Chu died Nov. 6 after a stabbing attack while on duty as a security guard at Windward City Shopping Center. The position was his post-retirement job after many years in education.
Chu graduated from St. Louis High School. A photo from the Hawaii Catholic Herald’s archives showed him as a young man posing with fellow Junior Chinese Catholic Club teammates after winning the 1963 CYO Junior Softball circuit championship.
He was also a Marianist brother from 1966 until 1983. After leaving the religious order, he married his wife, Donna “Kalei,” and they had two, now-grown children, son Kamakana and daughter Ke‘alohilani.
Chu was a teacher at St. Ann School in Kaneohe, the principal of St. John Vianney School in Kailua, a physical education teacher at Cathedral School in Nuuanu, the behavior coordinator at St. Louis School in Kaimuki, and a religion teacher and sports department coordinator at St. Francis School in Manoa.
He also served as a basketball referee for the Interscholastic League of Honolulu and was a founding member and president of the Kailua Community Basketball League.
In a written message to the Herald sent via the KCBL, his wife Kalei described him as “Mr. Aloha,” a great husband, a positive role model for their kids, and a warm-hearted person who would on occasion feed the homeless at Windward City Shopping Center where he worked.
Chu and his wife were parishioners at St.
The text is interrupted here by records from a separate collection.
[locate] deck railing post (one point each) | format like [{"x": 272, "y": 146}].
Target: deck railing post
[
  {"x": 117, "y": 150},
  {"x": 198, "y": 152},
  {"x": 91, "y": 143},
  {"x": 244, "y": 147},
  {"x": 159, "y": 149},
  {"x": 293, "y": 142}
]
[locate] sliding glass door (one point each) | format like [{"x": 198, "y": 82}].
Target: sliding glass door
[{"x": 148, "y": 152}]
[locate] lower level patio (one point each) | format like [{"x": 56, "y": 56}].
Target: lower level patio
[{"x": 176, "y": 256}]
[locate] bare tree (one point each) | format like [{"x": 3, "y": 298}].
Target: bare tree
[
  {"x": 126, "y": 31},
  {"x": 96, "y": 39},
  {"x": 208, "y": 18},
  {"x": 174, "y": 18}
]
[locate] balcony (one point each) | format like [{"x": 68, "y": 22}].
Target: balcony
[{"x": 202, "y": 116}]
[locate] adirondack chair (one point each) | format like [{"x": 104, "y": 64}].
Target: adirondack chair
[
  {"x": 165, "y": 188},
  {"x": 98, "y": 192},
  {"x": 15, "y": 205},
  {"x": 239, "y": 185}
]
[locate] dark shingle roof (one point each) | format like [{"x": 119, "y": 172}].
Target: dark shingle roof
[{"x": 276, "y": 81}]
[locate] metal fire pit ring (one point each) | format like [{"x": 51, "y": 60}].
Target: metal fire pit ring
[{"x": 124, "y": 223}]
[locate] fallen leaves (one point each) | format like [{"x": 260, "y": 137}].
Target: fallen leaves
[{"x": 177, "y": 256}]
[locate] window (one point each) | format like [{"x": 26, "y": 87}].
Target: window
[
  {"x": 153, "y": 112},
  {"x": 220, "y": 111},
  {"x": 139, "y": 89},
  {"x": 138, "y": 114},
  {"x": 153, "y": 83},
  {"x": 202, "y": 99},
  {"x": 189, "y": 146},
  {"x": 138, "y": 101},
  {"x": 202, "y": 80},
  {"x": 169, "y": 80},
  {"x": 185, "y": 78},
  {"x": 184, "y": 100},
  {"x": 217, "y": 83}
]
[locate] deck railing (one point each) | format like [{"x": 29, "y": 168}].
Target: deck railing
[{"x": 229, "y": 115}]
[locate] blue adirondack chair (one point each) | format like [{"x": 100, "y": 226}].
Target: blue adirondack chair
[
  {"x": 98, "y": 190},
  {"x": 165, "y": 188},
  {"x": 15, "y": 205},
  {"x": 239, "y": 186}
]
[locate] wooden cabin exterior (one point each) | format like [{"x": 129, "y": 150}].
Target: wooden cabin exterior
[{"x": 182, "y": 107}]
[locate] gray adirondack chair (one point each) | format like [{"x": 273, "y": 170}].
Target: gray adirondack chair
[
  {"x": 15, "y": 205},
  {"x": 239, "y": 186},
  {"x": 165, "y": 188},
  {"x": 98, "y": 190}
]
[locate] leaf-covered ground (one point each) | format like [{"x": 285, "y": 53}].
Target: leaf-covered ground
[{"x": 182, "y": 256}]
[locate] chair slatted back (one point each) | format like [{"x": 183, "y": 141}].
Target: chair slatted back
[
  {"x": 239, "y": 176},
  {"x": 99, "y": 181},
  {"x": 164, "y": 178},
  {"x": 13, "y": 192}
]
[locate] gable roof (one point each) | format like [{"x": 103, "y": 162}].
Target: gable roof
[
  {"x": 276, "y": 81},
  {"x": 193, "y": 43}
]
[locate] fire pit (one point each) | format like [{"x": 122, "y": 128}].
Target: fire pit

John Vianney Parish in Kailua and became first-time grandparents on Dec. 10.
The Kailua Community Basketball League has started a Go Fund Me for the Chu family: gofundme.com/f/mike-chu.
Remembering Mike
He always made you feel a little better about the world
By Deacon Michael Weaver
Special to the Herald
Mike Chu and I first met in the late 1970s when we were both junior high teachers here in Hawaii Catholic schools. Whenever we got together, we would commiserate with each other and share our stories about the “angst” of middle school. Over the years, as our careers progressed, we often crossed paths, first as teachers and then as school administrators.
Mike always made me smile. I can’t remember a time when I walked away from a conversation with him that I didn’t feel a little better about the world. I loved watching him referee Catholic School League basketball or volleyball games, always in control of the action but never overbearing in dealing with coaches or parents. The same was true in how he related to his teachers and co-workers. He was supportive but firmly demanded the same professionalism from them that he consistently displayed. Working with him as a fellow school administrator, I frequently witnessed his little comments or questions at meetings that made people sit up and say, “Hmmmm; never thought of it that way.” And always, he had that wry smile that said, “No worries, brah. We get ‘em.”
In the last few years, on my visits to Ross Dress for Less or McDonalds at Windward City Shopping Center, I chuckled seeing him scoot around the parking lot in his golf cart, waving and smiling when he saw me on the curb. Sometimes we would pause from our lives and reminisce about kids we had taught or teachers we had worked with. And like I said, he always left me smiling.
But of all the memories I will have of Mike, the one that will always remain strongest is that Mike cared. He cared about the young people he worked with and coached and mentored. He cared about Catholic schools and would quietly lament the struggles they face. He cared deeply for his family and always spoke of them with pride and affection. Whoever you were, whenever you came across Mike, that caring was a beacon. He wasn’t shy about letting you know what he thought about things but it was always expressed with a sense of sincere care and a hope that things would get better.
One final note: I was dismayed at some of the comments left on online news reports about his death, how we need to bring back the death penalty, all the “eye for an eye” stuff that so often surfaces with the grief and shock of such a senseless passing. That is so far away from the kind, caring, forgiving man that I knew Mike to be. His memory deserves better.
Aloha, Mike! Mahalo for all the smiles you brought our way, my friend.
Deacon Weaver is a hospice chaplain and a lecturer at Chaminade University of Honolulu.